Хадамаха и парочка выдернутых им бойцов – один все-таки оказался «храмовым», «Девятиголовым» Уэленом – медленно и непривычно робко подняли головы над краем площадки.

– Кости Огненноглазой! – сдавленно ругнулся «храмовый», а Хадамаха только со свистом выдохнул сквозь зубы.

В сущности, площадки для игры в каменный мяч больше не было. Тускло светящаяся алым – словно поднявшийся на среднюю Сивир-землю кусок Нижнего мира – медная поверхность вспучилась, а кое-где, наоборот, покрылась почерневшими от неистового жара проплешинами.

Посредине этого раскаленного медного блина сидел старый Богдапки. Его безрукавка синего, храмового, цвета начисто сгорела, открывая шершавую спину, от которой, как от нагретого в бане камня, валил густой пар. Неспешными усталыми движениями Кремень-старик отковыривал от плеча застывшие капли расплавленной меди.

Так же медленно Хадамаха спрятался обратно за край и плюхнулся прямо на горячую и мокрую землю. Вот теперь он кое-что начал понимать… Хадамаха криво усмехнулся. Одну свою задачу он, сдается, выполнил – вызнал секреты лучших игроков Сюр-гуда, не выдав им своего. Зато сразу невесть откуда прилетели новые загадки: каким, интересно, манером Рыжий огонь Нижнего мира сумел вскарабкаться на небо… и впрямь ли он видел над площадкой силуэт крылатого коня или примерещилось ему?

Вскоре после этого

Свиток 1,

о секретах великих игроков

– Позор! – твердо и решительно сказала она. Будто гвозди заколачивала. – Такой позор, что и описать невозможно! Как жить-то теперь после такого? Как людям в глаза смотреть? На рынок пошла – торговки и те вслед плюются! Твой внук, говорят, нашего Содани прибил! Стыд и стыд!

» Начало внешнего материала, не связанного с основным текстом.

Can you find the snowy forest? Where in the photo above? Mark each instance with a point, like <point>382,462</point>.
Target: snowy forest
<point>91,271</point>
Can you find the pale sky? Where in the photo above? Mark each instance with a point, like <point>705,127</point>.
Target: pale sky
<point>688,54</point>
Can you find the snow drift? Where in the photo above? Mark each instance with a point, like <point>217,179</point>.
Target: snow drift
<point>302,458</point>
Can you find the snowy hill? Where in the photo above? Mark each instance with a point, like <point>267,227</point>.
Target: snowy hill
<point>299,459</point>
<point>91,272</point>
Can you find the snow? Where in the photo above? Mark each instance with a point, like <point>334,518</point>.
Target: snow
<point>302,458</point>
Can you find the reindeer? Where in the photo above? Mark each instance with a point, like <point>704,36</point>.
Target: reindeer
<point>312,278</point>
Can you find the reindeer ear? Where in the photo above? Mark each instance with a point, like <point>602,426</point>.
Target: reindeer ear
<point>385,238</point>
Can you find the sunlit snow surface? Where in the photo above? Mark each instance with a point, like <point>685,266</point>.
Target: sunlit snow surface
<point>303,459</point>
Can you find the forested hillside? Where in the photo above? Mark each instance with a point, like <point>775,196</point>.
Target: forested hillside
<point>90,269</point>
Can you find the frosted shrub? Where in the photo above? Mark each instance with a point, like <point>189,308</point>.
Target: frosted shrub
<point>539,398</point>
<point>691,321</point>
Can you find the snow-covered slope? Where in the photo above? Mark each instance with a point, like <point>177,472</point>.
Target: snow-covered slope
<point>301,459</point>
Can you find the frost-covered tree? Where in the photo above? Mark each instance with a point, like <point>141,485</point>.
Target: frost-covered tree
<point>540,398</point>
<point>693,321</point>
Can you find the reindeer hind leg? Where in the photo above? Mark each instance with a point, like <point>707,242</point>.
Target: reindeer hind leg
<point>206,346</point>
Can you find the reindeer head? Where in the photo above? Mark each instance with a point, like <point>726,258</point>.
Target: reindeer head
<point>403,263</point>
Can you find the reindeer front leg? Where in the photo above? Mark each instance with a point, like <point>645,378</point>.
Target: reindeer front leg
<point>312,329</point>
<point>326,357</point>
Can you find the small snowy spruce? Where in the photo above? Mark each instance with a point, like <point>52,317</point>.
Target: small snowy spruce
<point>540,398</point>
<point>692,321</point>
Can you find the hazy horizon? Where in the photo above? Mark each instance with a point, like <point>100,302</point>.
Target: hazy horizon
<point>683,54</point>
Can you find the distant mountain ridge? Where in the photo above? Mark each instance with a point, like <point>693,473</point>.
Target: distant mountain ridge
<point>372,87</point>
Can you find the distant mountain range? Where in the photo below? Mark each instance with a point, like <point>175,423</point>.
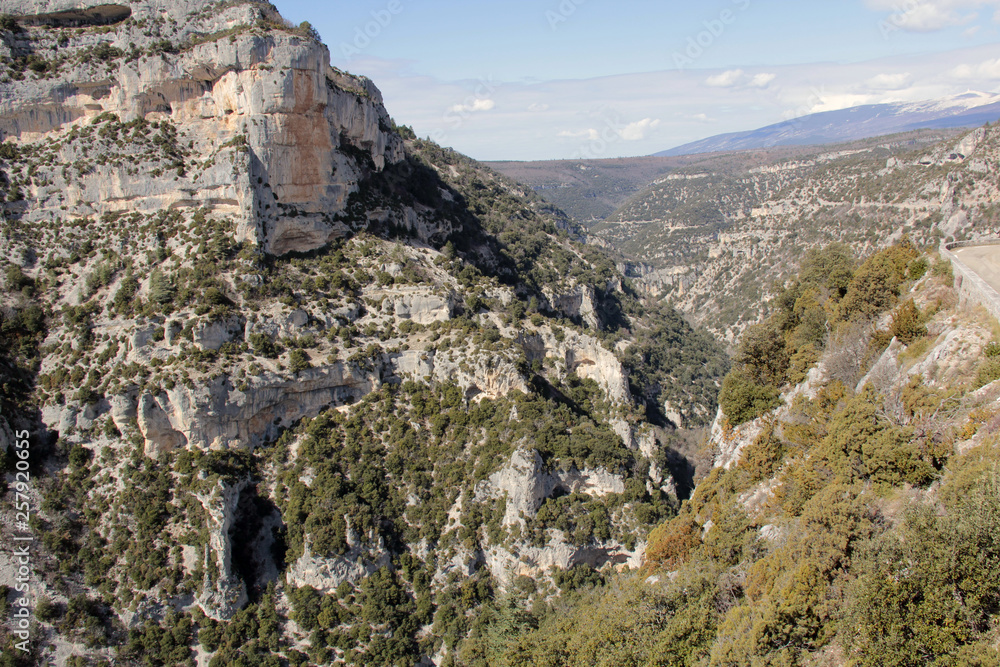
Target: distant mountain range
<point>970,109</point>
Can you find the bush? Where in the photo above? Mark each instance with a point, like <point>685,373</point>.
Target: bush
<point>298,360</point>
<point>907,323</point>
<point>743,398</point>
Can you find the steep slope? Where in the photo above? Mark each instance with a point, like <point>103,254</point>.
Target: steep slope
<point>712,243</point>
<point>968,110</point>
<point>850,521</point>
<point>299,386</point>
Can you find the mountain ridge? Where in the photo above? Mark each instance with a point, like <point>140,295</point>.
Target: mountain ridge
<point>966,110</point>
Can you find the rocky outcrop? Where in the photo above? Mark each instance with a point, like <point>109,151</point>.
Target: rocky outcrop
<point>478,373</point>
<point>558,554</point>
<point>216,414</point>
<point>580,354</point>
<point>325,574</point>
<point>223,593</point>
<point>285,138</point>
<point>525,484</point>
<point>422,307</point>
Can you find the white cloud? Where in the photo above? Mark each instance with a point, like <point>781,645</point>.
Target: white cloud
<point>477,105</point>
<point>727,79</point>
<point>589,134</point>
<point>929,15</point>
<point>737,77</point>
<point>761,80</point>
<point>889,81</point>
<point>837,101</point>
<point>637,131</point>
<point>988,69</point>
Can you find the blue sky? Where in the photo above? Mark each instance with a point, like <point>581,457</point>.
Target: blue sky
<point>540,79</point>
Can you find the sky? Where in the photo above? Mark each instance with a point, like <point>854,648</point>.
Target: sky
<point>569,79</point>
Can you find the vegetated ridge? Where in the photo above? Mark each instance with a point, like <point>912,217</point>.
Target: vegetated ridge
<point>711,242</point>
<point>301,388</point>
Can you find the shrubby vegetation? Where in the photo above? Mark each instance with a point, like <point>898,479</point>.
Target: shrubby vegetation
<point>829,299</point>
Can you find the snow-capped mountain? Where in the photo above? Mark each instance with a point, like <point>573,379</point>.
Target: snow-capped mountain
<point>969,109</point>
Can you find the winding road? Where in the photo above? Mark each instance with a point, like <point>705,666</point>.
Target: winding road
<point>984,260</point>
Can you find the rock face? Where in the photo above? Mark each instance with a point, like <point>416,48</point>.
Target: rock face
<point>223,593</point>
<point>286,138</point>
<point>325,574</point>
<point>218,415</point>
<point>524,484</point>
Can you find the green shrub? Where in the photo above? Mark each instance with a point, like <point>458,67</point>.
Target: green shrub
<point>298,360</point>
<point>743,397</point>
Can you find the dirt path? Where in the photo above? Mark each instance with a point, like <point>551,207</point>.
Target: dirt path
<point>984,260</point>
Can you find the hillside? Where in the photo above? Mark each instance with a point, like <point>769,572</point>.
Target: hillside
<point>591,191</point>
<point>294,386</point>
<point>714,242</point>
<point>852,514</point>
<point>968,110</point>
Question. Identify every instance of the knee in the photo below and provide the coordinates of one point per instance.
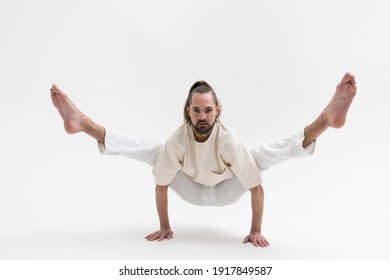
(258, 190)
(161, 189)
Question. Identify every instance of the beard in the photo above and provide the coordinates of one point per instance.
(203, 127)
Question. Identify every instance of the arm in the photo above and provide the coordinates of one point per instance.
(257, 201)
(162, 210)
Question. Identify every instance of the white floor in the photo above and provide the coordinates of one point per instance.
(304, 218)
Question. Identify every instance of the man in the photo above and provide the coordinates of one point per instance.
(203, 161)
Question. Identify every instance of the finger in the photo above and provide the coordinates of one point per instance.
(264, 242)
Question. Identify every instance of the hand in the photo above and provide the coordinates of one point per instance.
(160, 235)
(256, 239)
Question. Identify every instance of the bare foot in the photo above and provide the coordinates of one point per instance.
(336, 111)
(71, 115)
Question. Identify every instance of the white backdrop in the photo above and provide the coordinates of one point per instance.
(129, 65)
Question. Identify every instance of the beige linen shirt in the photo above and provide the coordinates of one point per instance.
(219, 158)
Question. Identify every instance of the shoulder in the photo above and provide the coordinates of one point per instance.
(179, 136)
(227, 138)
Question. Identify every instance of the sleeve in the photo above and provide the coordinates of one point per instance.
(244, 167)
(169, 162)
(127, 145)
(274, 152)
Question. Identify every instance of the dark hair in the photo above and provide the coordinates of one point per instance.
(200, 87)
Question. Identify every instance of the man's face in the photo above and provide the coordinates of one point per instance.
(203, 112)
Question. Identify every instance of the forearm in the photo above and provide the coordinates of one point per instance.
(162, 206)
(257, 201)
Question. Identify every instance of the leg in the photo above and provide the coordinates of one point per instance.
(272, 153)
(335, 114)
(302, 143)
(110, 143)
(74, 120)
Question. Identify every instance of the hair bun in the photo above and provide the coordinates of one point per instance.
(198, 84)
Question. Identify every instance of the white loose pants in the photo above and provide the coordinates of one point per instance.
(227, 192)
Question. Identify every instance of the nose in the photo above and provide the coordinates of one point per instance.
(201, 116)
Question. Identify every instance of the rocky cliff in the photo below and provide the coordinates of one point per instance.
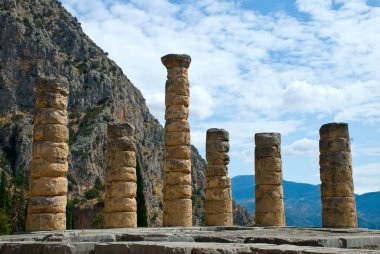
(39, 37)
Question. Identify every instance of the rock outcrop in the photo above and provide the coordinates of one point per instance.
(40, 37)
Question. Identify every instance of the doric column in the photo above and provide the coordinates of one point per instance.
(337, 188)
(120, 195)
(48, 171)
(269, 197)
(218, 184)
(177, 178)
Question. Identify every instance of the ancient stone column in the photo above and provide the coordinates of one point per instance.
(177, 178)
(48, 181)
(218, 184)
(337, 188)
(120, 194)
(269, 195)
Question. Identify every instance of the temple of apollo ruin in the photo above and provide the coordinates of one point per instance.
(48, 182)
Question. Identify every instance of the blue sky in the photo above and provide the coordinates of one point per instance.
(285, 66)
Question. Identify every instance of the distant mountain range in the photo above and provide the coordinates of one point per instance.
(303, 203)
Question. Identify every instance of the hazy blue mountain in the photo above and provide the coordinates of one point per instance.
(303, 204)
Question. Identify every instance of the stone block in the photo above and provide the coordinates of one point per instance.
(50, 116)
(268, 166)
(177, 192)
(120, 220)
(51, 132)
(122, 174)
(177, 139)
(268, 191)
(178, 219)
(217, 146)
(176, 112)
(177, 152)
(119, 130)
(269, 219)
(121, 144)
(218, 206)
(119, 159)
(334, 130)
(46, 221)
(177, 125)
(334, 145)
(217, 158)
(267, 151)
(220, 182)
(121, 190)
(42, 168)
(45, 149)
(274, 179)
(53, 204)
(335, 159)
(51, 100)
(48, 186)
(177, 72)
(216, 170)
(337, 189)
(179, 86)
(176, 165)
(267, 139)
(180, 178)
(219, 219)
(218, 194)
(178, 205)
(174, 99)
(120, 205)
(217, 134)
(341, 219)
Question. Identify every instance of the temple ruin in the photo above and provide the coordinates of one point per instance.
(269, 197)
(49, 166)
(337, 188)
(177, 177)
(218, 184)
(120, 195)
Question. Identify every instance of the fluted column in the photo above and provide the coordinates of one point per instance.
(48, 171)
(269, 197)
(120, 195)
(337, 188)
(177, 178)
(218, 184)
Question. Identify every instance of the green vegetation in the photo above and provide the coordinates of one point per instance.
(142, 218)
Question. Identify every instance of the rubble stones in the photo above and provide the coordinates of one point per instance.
(337, 188)
(120, 194)
(269, 195)
(218, 184)
(48, 182)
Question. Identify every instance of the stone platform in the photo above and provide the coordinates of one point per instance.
(195, 240)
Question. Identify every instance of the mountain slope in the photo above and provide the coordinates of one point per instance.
(303, 205)
(39, 37)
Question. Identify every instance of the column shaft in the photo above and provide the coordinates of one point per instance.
(337, 188)
(269, 197)
(218, 184)
(177, 179)
(48, 171)
(120, 195)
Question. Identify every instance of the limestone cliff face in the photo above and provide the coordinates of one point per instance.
(39, 37)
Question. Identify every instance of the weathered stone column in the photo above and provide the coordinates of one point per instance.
(120, 195)
(218, 184)
(177, 178)
(269, 195)
(337, 188)
(48, 181)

– Да что ж ты такое несешь-то, мать? – дядя со стуком отложил ложку. – Какой еще стыд? Парень наш на первом же своем матче самого Содани выбил – гордиться надо!

– Чем гордиться, если со мной соседки не разговаривают? – бабушка с грохотом водрузила горшок на стол.

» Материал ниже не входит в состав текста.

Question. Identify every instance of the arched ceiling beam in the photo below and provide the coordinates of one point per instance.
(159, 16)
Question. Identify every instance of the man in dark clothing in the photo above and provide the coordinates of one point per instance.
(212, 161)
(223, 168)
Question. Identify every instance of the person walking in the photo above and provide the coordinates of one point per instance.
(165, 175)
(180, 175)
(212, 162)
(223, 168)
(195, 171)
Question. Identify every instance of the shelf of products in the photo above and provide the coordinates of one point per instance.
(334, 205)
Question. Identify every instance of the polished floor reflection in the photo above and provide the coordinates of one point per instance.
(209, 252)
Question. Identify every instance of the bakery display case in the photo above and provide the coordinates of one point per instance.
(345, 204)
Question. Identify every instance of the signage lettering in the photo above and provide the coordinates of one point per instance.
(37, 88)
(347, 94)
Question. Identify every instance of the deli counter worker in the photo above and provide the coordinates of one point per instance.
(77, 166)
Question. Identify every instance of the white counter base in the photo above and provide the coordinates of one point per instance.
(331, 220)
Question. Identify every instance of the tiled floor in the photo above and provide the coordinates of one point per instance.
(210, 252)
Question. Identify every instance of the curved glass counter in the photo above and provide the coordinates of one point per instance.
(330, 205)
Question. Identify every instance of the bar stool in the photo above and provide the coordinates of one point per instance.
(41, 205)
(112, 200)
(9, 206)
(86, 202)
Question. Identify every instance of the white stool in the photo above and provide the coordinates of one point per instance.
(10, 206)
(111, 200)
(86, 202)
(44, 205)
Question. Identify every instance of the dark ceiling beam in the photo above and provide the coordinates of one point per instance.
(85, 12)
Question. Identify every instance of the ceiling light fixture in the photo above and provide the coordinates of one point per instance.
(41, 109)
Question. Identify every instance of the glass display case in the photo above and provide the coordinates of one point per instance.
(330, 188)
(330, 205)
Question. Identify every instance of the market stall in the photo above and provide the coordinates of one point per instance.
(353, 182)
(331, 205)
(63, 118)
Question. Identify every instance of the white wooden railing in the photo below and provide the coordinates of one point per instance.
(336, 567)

– Ну и ты с ними не разговаривай.

– А с кем? С кем мне разговаривать? – подбородок бабушки задрожал. – Вам бы хотелось, чтоб я вообще онемела! Вот печет вам, вот мешает, что у меня друзья есть, что люди меня уважают! Конечно, удивительно вам это, вы-то меня вовсе не уважаете, в грош не ставите! – и она заплакала. Плакать она тоже умудрялась твердо и решительно, будто каждая слеза была комом земли на могилу поверженного врага.